Requests are logged as a group. Transactions are queued up and the SyncThread will process them at predefined intervals. (Currently 20ms) The SyncThread interacts with ZooKeeperServer the txnQueue. Transactions are added to the txnQueue of SyncThread via queueItem. When the transaction has been synced to disk, its callback will be invoked which will cause the request processing to be completed.

Data structure maintenance

ZooKeeper data is stored in-memory. Each znode is stored in a DataNode object. This object is accessed through a hash table that maps paths to DataNodes. DataNodes also organize themselves into a tree. This tree is only used for serializing nodes.

ZooKeeper 的数据存放在内存中. 每个 znode 被存储为一个 DataNode object. 这个 object 在一个 hash 表中通过路径来访问. 同时 DataNode 也组织成一个树, 用于序列化节点.

We guarantee that changes to nodes are stored to non-volatile media before responding to a client. We do this quickly by writing changes as a sequence of transactions in a log file. Even though we flush transactions as a group, we need to avoid seeks as much as possible. Also, since the server can fail at any point, we need to be careful of partial records.

我们确保在响应客户端之前将 nodes 的更新持久化到非易失性存储介质上. 我们是通过将更新操作作为一系列事务写入 log 文件来实现的. 虽然我们以组为单位刷新事务, 但我们仍需尽量避免寻道. 此外, 因为服务器可能在任意时间点失败, 我们需要小心的处理残缺(不完整)记录.

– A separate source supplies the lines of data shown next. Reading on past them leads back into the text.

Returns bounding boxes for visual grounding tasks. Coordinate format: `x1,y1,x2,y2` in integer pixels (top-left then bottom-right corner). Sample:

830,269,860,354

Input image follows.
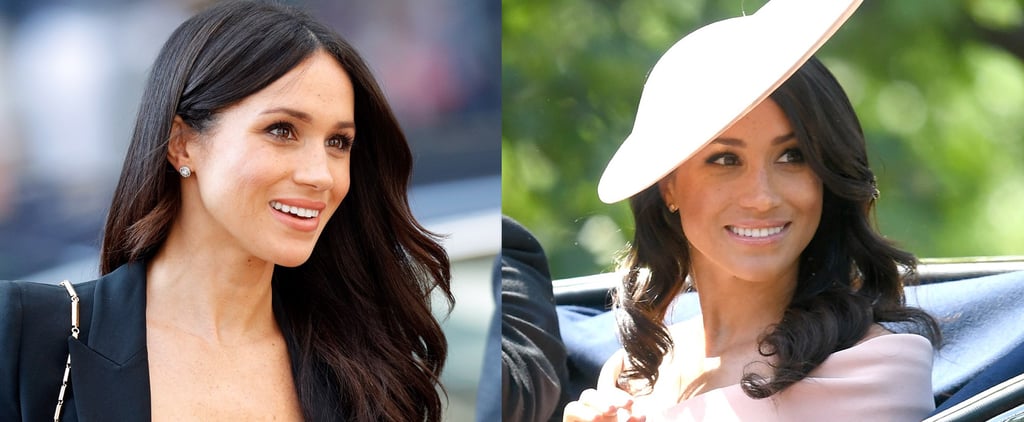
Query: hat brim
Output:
597,0,862,204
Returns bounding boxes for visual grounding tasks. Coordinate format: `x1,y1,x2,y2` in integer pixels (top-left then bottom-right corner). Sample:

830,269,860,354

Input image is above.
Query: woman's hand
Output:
562,388,646,422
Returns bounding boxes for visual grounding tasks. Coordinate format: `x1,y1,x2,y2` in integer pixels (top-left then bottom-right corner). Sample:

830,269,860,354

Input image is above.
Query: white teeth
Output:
270,201,319,218
729,225,785,238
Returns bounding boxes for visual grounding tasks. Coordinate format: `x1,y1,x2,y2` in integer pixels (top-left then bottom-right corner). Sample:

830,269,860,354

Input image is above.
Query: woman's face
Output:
180,51,355,266
659,99,822,281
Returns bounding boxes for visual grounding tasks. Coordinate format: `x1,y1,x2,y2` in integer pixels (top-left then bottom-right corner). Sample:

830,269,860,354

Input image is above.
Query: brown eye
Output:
708,153,739,166
325,135,353,151
266,122,295,140
778,147,804,163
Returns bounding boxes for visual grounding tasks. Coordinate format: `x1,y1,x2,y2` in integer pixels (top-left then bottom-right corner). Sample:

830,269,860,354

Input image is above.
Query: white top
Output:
647,334,935,422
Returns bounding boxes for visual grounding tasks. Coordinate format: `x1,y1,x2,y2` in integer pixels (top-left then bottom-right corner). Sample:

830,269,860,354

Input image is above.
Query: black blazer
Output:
0,262,151,421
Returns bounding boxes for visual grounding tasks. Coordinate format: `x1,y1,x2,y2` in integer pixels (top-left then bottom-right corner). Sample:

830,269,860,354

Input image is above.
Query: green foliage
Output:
502,0,1024,278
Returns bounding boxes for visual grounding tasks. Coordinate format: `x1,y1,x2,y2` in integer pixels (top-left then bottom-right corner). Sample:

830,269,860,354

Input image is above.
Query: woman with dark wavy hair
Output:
565,1,940,421
0,1,454,421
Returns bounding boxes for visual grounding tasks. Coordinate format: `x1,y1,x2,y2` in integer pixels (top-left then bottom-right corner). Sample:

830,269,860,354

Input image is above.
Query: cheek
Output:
791,174,824,220
331,159,351,208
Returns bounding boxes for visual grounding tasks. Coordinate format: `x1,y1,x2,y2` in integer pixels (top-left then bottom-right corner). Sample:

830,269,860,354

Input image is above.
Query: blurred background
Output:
502,0,1024,279
0,0,501,421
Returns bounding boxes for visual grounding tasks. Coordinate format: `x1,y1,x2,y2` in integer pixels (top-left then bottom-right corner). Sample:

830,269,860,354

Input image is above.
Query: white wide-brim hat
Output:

We address the above problems by

Pre-allocating 1M chunks of file space. This allows us to append to the file without causing seeks to update file size. It also means that we need to check for the end of the log by looking for a zero length transaction rather than simply end of file.
Writing a signature at the end of each transaction. When processing transactions, we only use transactions that have a valid signature at the end.

As the server runs, the log file will grow quite large. To avoid long startup times we periodically take a snapshot of the tree of DataNodes. We cannot take the snapshot synchronously as the data takes a while to write out, so instead we asynchronously write out the tree. This means that we end up with a “corrupt” snapshot of the data tree.

随着服务长时间运行, 日志文件会变得非常庞大. 为了避免启动时时间过长, 我们周期性地对 DataNode Tree 做快照. 因为完整的数据需要一些时间才能写出, 所以我们不能同步的做快照, 而是使用异步方式. 这意味着这我们最终得到的是一个 “混乱” 的快照.

More formally if we define T to be the real snapshot of the tree at the time we begin taking the snapshot and l as the sequence of transactions that are applied to the tree between the time the snapshot begins and the time the snapshot completes, we write to disk T+l' where l' is a subset of the transactions in l. While we do not have a way of figuring out which transactions make up l', it doesn’t really matter. T+l'+l = T+l since the transactions we log are idempotent (applying the transaction multiple times has the same result as applying the transaction once).

So when we restore the snapshot we also play all transactions in the log that occur after the snapshot was begun. We can easily figure out where to start the replay because we start a new logfile when we start a snapshot. Both the snapshot file and log file have a numeric suffix that represent the transaction id that created the respective files.